Step 3: Final Diagnosis (Eternal Problem) – No Sacrifice Good Enough
Instead, we put ourselves at the altar as high priest over our own lives, and offer God our unworthy sacrifices. “Unworthy sacrifices” because we do not honor the True Priest’s calling to “offer gifts and sacrifices for sin” on our behalf (v. 1). Unworthy because we rob the High Priest, that is, Jesus, of his rightful status. Whatever sacrifices we might offer, they are not good enough, because we are not good enough to offer them.

PROGNOSIS: Good Enough

Step 4: Initial Prognosis (Eternal Solution) – High Priest and Sacrifice
Jesus is good enough though. In fact, his reverent submission of himself as sacrifice (v. 7c), and his obedience (v. 8), make him the source of our salvation (v. 9)–despite our dishonor. Surprisingly, this One who is both High Priest and sacrifice is able to be both priest and sacrifice for us because he is both God’s Son (v. 5b) and human flesh (v. 7). He sacrifices his honor by accepting an inglorious death, and he redeems his honor by the very same act. By his perfect trust in God’s purpose, he deals gently with our weakness–our ignorance and waywardness (v. 2), so that we may gain honor with God.

Step 5: Advanced Prognosis (Internal Solution) – Obeying Him
Such sacrifice on our behalf is awesome and humbling. Humbling enough to make us drop to our knees in gratitude and fear. How incredible that we have a Priest who not only performs the sacrifice but actually is the sacrifice! How terribly wonderful that his dishonor gains us honor. It’s enough to make us want to offer up songs of repentance and praise: “This is God’s Son, our priest forever.”

Step 6: Final Prognosis (External Solution) – God’s Gift
Jesus’ priesthood over us gives us new perspective on our on our relationship to God.
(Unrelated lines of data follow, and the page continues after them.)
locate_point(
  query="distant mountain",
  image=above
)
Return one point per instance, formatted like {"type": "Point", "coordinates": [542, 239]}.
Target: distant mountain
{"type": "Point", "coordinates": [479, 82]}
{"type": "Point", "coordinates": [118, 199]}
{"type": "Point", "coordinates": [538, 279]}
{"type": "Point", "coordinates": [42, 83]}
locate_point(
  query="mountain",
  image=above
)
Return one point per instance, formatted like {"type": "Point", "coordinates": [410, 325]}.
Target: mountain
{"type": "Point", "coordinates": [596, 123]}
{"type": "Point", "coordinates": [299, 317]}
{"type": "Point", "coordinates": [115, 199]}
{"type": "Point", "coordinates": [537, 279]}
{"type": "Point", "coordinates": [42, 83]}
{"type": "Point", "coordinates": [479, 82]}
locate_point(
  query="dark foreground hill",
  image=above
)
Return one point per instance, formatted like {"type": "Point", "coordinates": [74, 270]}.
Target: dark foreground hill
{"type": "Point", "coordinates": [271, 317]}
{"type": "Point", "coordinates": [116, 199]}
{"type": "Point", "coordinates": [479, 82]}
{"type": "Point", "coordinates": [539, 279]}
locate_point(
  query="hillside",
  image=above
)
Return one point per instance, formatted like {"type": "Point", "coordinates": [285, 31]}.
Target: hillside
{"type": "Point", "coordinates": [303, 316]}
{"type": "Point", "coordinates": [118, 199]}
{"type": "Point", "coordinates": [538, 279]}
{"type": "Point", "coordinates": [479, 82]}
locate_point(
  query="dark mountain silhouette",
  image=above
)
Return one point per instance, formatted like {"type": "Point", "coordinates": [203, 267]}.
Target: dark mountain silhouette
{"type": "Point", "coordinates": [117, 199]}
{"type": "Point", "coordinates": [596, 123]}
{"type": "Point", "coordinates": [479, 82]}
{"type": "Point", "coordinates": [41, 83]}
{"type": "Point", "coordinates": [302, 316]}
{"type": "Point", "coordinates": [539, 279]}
It also changes the way we see ourselves in relationship to the rest of the world. No longer do we see ourselves as “God’s gift” to the world; instead, we are recipients of God’s gifts–gifts we are meant to share humbly. And, knowing the gift of Christ’s sacrifice, we gladly share from our hands, hearts, and heads. We offer ourselves to the world, and deal gently with the world’s weakness, hoping that maybe–just maybe–others will see God’s greater Gift through us.